Sans dépôts extérieurs… Le ministre des Finances révèle les raisons de la baisse du dollar
Traduction : Dr. Abdelrahman Kamal Shomeina
Le ministre des Finances et de la Planification économique, Gibril Ibrahim, a démenti que le Soudan ait reçu le moindre dépôt financier de l’étranger ayant contribué à l’amélioration du taux de change, affirmant que les politiques gouvernementales ont réussi à instaurer une certaine stabilité de la livre face aux devises étrangères.
La monnaie locale avait enregistré une baisse drastique au cours des semaines passées, avant que le gouvernement n’intervienne en injectant 400 millions de dirhams en devises étrangères dans les banques pour couvrir les besoins d’importation.

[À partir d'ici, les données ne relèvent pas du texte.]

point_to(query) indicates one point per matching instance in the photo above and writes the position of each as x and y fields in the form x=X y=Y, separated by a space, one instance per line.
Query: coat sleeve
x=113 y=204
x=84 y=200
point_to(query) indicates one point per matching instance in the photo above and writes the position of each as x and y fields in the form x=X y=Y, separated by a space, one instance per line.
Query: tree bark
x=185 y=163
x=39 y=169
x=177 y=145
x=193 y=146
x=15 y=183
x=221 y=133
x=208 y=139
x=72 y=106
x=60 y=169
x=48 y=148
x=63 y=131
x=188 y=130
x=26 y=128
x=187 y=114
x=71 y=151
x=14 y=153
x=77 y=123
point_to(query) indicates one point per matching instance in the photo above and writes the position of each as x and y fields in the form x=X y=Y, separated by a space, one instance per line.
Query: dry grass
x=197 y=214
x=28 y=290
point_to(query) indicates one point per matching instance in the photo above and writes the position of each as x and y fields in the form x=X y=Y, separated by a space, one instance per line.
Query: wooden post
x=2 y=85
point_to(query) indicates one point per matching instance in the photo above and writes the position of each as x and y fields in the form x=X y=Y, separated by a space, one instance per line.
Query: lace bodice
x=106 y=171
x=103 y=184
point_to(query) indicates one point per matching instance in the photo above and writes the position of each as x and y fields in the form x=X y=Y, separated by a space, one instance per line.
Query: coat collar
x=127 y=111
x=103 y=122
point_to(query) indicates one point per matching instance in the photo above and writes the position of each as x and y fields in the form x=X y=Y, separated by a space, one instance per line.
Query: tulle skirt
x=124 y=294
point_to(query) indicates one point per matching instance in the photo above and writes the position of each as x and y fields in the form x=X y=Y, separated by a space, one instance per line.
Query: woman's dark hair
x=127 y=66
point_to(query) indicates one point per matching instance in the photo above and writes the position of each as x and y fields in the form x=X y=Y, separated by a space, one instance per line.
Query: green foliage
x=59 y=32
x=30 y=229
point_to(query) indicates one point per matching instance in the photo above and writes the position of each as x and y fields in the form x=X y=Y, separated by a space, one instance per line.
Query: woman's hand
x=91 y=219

Lors d’un entretien accordé à la Télévision du Soudan, Gibril a déclaré que le pays traverse des conditions économiques difficiles en raison des répercussions de la guerre, reconnaissant la souffrance des citoyens et assurant que le gouvernement s’emploie à redresser la situation économique et à préparer des alternatives pour améliorer le niveau de vie.
Il a ajouté qu’au début de la guerre, il s’attendait à ce que le cours du dollar atteigne environ 10.000 livres au cours de l’année 2025, en raison de l’arrêt de la production et de la hausse de la demande en devises étrangères. Cependant, les mesures gouvernementales ont contribué à limiter la hausse du taux de change, et il prévoit une baisse continue du dollar sur le marché parallèle, tout en reconnaissant que cela ne s’est pas encore répercuté sur les prix des biens de consommation.
Le ministre des Finances a expliqué que la solution fondamentale à la crise économique réside dans l’augmentation de la production et l’apport d’une valeur ajoutée aux produits soudanais, au lieu de les exporter sous forme de matières premières.
Le ministre a également révélé que le gouvernement dépense environ 50 milliards de livres par mois pour soutenir le secteur de l’électricité, afin de financer les travaux de maintenance, d’exploitation, de réhabilitation des infrastructures et d’améliorer la stabilité de l’approvisionnement.
Sur le plan politique, il a affirmé que l’acquisition d’alliés internationaux pendant la guerre n’est pas chose aisée, car les relations internationales reposent sur des intérêts mutuels. Il a souligné l’importance de fournir un financement suffisant à l’effort de guerre, mentionnant que le gouvernement a réduit de manière significative les salaires des fonctionnaires afin d’orienter les ressources vers la guerre, et qu’il a pris en charge des coûts considérables pour rétablir les services de base à Khartoum.
L’économie soudanaise poursuit son déclin sous l’effet de la poursuite de la guerre, de la hausse des dépenses de sécurité et de défense, ainsi que de la faiblesse des exportations. À cet égard, la Banque centrale du Soudan a indiqué, dans son résumé statistique du commerce extérieur pour l’année 2025, que les exportations se sont élevées à environ 2,64 milliards de dollars contre des importations d’une valeur de 6,49 milliards de dollars, enregistrant ainsi un déficit commercial d’environ 3,86 milliards de dollars.